Côté droit, rien de particulier à te dire si ce n'est que non, tu ne peux pas l'obliger à changer de N° car il n'y a rien à lui reprocher juridiquement : ni infraction pénale, ni faute civile, sauf si bien sûr les "méchancetés" dont tu parles sont constitutives d'injure/d'insulte et qu'ils peuvent être provués ("la parole s'envole..."). Par conséquent, aucune action ne semble pouvoir être mise en oeuvre.
Très sincèrement, le problème est d'origine psychologique et sa solution le sera aussi, bien plus que par une procédure judiciaire incertaine.
Bon courage à toi !
08/07/2008
Rapatriement d une personne agee,mariee, chez ses enfants
Effectivement, situation pas très simple à comprendre :)
Qu'entends par "peut elle etre transferee aupres de ses enfants pour que ceux ci subviennent a la maladie de leur mere atteinte de la maladie d alzheimer" ?
Soit plus précis :)
08/07/2008
Cessation de part après 6 mois d activitée
Lena,
Pour te répondre, il n'y pas véritablement un droit de préférence pour tes associés qui t'obligerait à leur vendre en priorité mais si tu envisages de céder tes parts à un tiers, tu dois nécessairement avoir l'accord de la majorité des associés représentant au moins la moitié des parts sociales (Art. L223-14, code de commerce),sachant que tu peux prendre part au vote.

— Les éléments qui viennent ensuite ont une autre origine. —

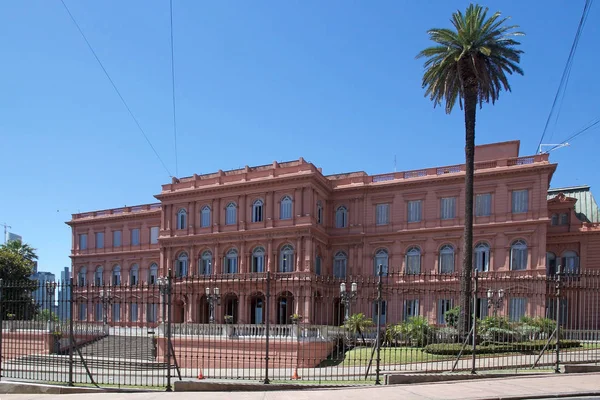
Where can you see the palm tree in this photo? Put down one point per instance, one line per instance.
(470, 63)
(357, 323)
(22, 249)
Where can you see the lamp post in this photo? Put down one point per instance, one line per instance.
(495, 298)
(106, 299)
(212, 298)
(346, 297)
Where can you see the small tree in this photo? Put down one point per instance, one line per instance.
(357, 323)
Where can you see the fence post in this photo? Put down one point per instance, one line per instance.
(558, 274)
(71, 337)
(168, 328)
(378, 335)
(474, 325)
(1, 323)
(267, 326)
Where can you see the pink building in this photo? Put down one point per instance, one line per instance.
(312, 231)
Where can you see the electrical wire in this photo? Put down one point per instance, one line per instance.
(560, 92)
(115, 87)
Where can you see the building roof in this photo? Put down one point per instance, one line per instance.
(586, 207)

Dans ce cas, il te faut notifier ton projet de cession à ton ou tes associés et à la société. Si dans les trois mois, la société n'a pas réagit à ta notification par une assemblée générale, tu pourras vendre tes parts. Sinon, une assemblée générale doit avoir lieu pour se prononcer sur ton agrément, en 'lacceptant ou le refusant.
A défaut d'agrément, les associés sont tenus d'acquérir ou de faire acquérir tes parts dans le délai de 3 mois. Bien sûr, tu ne seras pas obligée d'accepter la cession qu'ils te proposeraient et tu pourras renoncer à la vente.
Si tu envisages de vendre tes parts à un associé, cette démarche préalable n'est pas nécessaire.
Dans tous les cas, la vente de tes parts doit nécessairement être rédigées par écrit puis être adressé par huissier à la société et inscrit au registre du commerce et des sociétés.
Tu ne risque rien à quitter ta société si rapidement donc tu peux être rassuré de ce côté là.